Former Examiner journalist Adrian ‘Sudders’ Sudbury, 27, battled leukaemia for two years and spent his final months campaigning to raise awareness about blood, bone marrow and organ donation.
His final wish was that all sixth form pupils receive a talk about donation to explode some of the myths around the subject.
Now after a short privately funded pilot scheme that dream is a reality after Mr Balls announced his intention for the government to fund the project and roll it out across the UK.
The education minister was visiting Barnsley College to see a donation talk in action when he made the unexpected announcement.
The good news comes just over a year after Sudders lost his battle with Leukaemia on August 20, 2008.
Adrian’s father Keith said he was over the moon at the shock announcement.
He said: “I always thought we’d get a meeting with Mr Balls but I didn’t expect him to be as positive and committed.
“He made it very clear that he was touched by Adrian and his desire to make his campaign a reality.
“He was so impressed about how positive it was and said it was clear this was the way to get people to donate and save lives.
“He said because the evidence was so compelling he would do everything in his power to support it and fund it correctly.
“Adrian’s idea was simply that students be told the facts. He was embarrassed that he never signed up to the bone marrow register because he believed all the myths about breaking your spine open and so on.”

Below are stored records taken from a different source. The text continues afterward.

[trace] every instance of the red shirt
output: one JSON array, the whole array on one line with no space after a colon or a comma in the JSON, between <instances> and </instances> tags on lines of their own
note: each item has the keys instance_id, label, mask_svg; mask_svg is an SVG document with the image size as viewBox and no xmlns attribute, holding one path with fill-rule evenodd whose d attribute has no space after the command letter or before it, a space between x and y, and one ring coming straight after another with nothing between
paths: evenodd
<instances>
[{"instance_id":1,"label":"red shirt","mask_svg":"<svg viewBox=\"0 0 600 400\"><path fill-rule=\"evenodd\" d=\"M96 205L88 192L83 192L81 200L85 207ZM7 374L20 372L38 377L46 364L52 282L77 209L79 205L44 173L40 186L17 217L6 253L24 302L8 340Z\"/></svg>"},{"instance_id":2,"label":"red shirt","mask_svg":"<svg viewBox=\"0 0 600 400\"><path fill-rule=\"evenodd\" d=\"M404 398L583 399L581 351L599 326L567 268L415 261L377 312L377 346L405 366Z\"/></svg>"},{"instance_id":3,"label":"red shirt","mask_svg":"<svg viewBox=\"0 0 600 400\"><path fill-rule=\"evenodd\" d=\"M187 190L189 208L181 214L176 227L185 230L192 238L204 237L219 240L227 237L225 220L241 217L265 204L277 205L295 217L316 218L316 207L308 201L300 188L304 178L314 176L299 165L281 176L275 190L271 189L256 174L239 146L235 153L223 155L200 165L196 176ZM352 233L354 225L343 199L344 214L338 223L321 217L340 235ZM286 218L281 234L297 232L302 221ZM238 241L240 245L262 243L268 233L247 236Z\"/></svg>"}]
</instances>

Mr Sudbury said plans were now in motion to meet Mr Balls and talk figures but said he was hoping for £450,000 over the next three years.
He added: “It’s been a big, big team effort and we’re very grateful for all the support the Examiner has given us.”
Shortly before his death the journalist travelled to 10 Downing Street to hand in a 13,000-signature petition asking for education about bone marrow donation to be given as standard to 17 and 18-year-olds.
He met Prime Minister Gordon Brown, health minister Alan Johnson and Mr Balls.
Mr Balls said: “Adrian Sudbury was a really, really brave young man who died last summer of leukaemia.
“Before his death, I spoke to him and said we would do what he wanted to get the message out there around the country that, by giving blood, signing on the bone marrow register, you can save the lives of other young people.
“It’s what Adrian wanted. Even in the days before he died, he was saying to me, ‘please make sure that out of my death comes something good, please get this message out to young people’.
“I want to deliver for Adrian, deliver for all the young adults around the country who need blood or bone marrow transplants.”
Campaigner and former Examiner journalist Katie Campling, said: “This is fantastic news. Guaranteed funding will make a huge difference to the project and help it grow into an even bigger success.
“When Adrian began his campaign, we never dreamed it would reach this level in such a short time.”
“However, none of this would have been possible without the hard work of Adrian himself, his parents, relatives, friends and the army of volunteers who got behind his cause.”
Earlier in the week the project had been boosted by another donation from Baker Tilly accountants who had already coughed up £40,000 for the original pilot study.
Since the pilot study launched 75 volunteers have done more than 80 talks in total to 3,500 students.